The response always advertises the extension on its Content-Type (ext="https://jsonapi.org/ext/atomic").

Always 200, never 204

A batch where every result is empty is still 200 with an atomic:results array of empty objects — the bundle deliberately does not return a 204. One consistent success shape is simpler than a status that varies by the batch's content.

Try it in the example app

The music-catalog example app enables atomic operations (atomic_operations.enabled: true), so POST /operations is live there. Every entity type is served by the one shared Doctrine persister, so a batch over them is fully atomic. A self-contained batch you can run as-is:

{
  "atomic:operations": [
    { "op": "add", "data": { "type": "playlists", "attributes": { "title": "Morning Run", "public": true } } },
    { "op": "add", "data": { "type": "playlists", "attributes": { "title": "Late Night Coding", "public": false } } }
  ]
}

sent with both Content-Type and Accept set to application/vnd.api+json; ext="https://jsonapi.org/ext/atomic", returns 200 with an atomic:results array of the two created playlists, each with its server-minted UUID.

All or nothing

The whole batch runs inside one transaction opened on every participating persister. The first operation that fails — a validation 422, an authorization or mutability 403, a missing target 404, a lid error 400 — rolls back the entire batch and returns a single error document. Each error's source.pointer is prefixed with the failing operation's index, e.g. /atomic:operations/1/data/attributes/title. Every error document on the atomic endpoint advertises the extension (except the 415/406 negotiation failures, where the extension was never applied).

Atomicity needs a transactional persister

Every type a batch touches must be backed by a persister that implements TransactionalDataPersisterInterface (the Doctrine reference persister does). A batch touching a type whose persister is not transactional is refused up front with a 403 ATOMIC_OPERATIONS_NOT_SUPPORTED, before any write — so a partial, non-rolled-back batch can never occur. A type with no registered persister at all is a 404 ATOMIC_TARGET_TYPE_UNKNOWN (there is no routing step inside a batch to reject an unknown type first).

The all-or-nothing guarantee is scoped to one transactional persister per batch. The default — one shared Doctrine EntityManager across every entity-mapped type — is a single persister and is fully atomic. A batch spanning two distinct transactional persisters commits them in turn; with no two-phase commit across stores, a later commit failure cannot undo an earlier durable one. Back a batch's types with one transactional persister when you need strict cross-store atomicity.

Lifecycle hooks under a batch

The per-operation lifecycle hooks still fire, with one adjustment: a batched write's After* hooks are deferred to run after the whole batch commits (so they observe the durably-persisted state), where the Before* hooks run inline (they gate the write). Because the batch is the unit of work, a deferred After* hook's response replacement is inert under atomic.

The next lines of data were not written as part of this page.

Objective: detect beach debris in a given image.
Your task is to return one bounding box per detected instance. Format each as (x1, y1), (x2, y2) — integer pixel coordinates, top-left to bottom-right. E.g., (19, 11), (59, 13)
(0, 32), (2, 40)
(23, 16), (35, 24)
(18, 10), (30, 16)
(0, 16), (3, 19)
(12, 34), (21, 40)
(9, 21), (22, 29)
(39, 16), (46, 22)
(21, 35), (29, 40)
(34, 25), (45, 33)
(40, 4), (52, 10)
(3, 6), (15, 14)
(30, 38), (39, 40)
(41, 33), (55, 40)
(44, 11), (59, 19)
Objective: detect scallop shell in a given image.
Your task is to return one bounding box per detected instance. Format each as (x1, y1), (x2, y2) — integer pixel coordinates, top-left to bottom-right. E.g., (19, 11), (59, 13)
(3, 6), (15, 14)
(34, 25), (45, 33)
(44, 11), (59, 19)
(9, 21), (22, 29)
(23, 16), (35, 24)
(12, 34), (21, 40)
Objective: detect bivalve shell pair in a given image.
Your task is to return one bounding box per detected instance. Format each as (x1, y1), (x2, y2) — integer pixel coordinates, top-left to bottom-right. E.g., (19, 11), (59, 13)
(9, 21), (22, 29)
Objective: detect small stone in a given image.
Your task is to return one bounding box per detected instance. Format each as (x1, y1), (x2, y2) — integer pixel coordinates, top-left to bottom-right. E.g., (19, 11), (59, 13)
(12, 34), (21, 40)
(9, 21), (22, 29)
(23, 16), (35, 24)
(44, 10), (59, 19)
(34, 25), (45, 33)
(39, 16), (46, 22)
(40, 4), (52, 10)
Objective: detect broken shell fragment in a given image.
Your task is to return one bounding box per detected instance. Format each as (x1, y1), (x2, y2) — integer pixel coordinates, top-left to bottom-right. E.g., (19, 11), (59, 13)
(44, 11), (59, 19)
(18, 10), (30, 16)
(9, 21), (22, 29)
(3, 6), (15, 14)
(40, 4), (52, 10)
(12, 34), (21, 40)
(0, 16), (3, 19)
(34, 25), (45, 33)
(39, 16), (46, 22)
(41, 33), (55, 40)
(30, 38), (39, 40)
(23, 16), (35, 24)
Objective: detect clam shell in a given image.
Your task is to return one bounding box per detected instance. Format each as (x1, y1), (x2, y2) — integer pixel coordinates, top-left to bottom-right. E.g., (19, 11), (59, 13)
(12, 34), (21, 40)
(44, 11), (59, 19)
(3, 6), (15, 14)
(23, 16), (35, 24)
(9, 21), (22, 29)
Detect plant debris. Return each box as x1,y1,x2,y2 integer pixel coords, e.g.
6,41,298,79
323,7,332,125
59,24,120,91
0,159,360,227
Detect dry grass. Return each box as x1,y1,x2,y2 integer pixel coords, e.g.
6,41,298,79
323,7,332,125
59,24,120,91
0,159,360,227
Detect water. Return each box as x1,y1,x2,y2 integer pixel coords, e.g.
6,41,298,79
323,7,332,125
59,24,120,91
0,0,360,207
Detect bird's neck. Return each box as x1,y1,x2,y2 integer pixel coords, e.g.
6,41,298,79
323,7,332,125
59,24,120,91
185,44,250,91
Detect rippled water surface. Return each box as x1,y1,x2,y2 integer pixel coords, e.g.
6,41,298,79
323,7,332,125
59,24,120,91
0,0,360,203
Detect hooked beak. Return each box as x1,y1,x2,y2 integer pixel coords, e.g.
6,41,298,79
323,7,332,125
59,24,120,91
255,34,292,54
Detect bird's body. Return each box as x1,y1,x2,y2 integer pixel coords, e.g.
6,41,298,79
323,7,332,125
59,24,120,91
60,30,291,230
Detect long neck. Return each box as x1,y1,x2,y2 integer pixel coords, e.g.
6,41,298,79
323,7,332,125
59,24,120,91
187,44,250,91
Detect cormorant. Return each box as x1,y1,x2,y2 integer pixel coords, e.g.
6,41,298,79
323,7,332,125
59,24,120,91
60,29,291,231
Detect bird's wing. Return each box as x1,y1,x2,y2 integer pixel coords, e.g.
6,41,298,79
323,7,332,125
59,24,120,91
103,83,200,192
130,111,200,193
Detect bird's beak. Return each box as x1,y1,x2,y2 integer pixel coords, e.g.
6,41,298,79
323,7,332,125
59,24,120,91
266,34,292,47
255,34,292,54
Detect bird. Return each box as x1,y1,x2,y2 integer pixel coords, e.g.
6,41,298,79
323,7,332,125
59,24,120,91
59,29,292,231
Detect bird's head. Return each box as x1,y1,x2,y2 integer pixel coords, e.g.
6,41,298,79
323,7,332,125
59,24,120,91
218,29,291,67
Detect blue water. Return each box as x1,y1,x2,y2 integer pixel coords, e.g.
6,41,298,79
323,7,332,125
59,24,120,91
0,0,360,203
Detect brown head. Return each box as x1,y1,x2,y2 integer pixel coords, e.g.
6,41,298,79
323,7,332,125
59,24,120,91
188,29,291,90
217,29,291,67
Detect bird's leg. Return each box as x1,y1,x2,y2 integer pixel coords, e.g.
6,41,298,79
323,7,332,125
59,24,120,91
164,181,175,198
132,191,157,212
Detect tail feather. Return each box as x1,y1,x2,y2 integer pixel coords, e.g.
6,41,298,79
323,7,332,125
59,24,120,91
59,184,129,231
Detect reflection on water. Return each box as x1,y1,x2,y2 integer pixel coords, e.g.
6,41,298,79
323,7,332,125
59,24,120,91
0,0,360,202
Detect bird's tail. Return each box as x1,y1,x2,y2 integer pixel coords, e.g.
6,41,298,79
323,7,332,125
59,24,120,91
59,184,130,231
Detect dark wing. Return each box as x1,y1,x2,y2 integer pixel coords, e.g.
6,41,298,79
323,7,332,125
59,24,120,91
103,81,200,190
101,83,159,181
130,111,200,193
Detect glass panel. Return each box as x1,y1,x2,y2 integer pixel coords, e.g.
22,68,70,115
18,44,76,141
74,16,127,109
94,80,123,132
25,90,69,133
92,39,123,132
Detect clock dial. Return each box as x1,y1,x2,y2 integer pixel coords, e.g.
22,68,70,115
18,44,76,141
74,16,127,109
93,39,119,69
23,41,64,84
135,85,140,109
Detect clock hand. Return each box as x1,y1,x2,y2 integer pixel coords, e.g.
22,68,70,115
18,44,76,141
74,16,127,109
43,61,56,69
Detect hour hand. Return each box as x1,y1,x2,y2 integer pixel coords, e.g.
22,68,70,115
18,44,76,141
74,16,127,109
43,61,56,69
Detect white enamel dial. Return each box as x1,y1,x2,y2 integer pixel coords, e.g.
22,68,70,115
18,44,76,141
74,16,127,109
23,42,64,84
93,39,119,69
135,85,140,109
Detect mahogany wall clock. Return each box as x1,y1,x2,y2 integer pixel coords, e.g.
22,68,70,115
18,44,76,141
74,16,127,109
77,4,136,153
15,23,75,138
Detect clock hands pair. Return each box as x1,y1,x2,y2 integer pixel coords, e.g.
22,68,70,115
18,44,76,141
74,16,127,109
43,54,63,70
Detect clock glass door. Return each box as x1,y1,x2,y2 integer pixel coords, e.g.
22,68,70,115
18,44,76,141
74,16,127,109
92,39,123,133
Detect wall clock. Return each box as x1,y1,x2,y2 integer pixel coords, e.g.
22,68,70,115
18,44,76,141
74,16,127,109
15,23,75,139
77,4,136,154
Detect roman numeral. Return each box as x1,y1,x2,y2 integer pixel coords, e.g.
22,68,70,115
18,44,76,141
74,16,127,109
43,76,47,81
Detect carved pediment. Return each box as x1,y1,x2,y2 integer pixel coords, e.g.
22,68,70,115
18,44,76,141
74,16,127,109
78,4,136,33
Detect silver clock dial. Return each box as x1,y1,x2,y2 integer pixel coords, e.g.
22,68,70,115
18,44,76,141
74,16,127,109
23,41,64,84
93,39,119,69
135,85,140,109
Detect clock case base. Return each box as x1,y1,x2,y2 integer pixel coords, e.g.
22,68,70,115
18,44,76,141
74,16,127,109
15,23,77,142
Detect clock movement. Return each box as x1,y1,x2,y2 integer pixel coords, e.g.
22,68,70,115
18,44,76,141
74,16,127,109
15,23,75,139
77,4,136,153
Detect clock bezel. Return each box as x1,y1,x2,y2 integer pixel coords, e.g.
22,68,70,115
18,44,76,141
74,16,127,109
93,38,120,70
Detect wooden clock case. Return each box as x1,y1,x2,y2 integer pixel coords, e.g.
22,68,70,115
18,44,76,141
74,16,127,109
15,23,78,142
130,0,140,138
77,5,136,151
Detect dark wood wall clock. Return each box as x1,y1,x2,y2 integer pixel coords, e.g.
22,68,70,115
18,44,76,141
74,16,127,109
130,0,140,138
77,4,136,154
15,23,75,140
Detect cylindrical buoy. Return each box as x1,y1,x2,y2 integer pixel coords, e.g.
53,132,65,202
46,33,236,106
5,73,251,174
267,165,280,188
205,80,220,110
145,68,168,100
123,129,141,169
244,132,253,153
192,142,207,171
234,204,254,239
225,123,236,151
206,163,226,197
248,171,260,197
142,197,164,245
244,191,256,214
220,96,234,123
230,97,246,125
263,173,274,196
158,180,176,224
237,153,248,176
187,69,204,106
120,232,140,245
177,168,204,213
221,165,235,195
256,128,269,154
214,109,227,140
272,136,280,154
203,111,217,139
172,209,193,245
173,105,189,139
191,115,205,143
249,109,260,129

An After* hook that throws is logged and ignored — the batch has already committed durably by the time the deferred hooks run, so a throwing post-commit hook does not fail the response or roll anything back. A hook with a hard post-commit invariant must handle its own errors; it cannot abort a committed batch.

What the atomic endpoint does not do

  • No ?include / sparse ?fields. A result object is {data, meta} only — no compound document, no included, no sparse-fieldset narrowing. An ?include/?fields query parameter on /operations is neither honoured nor rejected; it is simply not processed. (An unrecognized query parameter is still the endpoint's normal 400.)
  • Per-operation handler decoration. A handler decorator wraps the batch as a whole, not each sub-operation.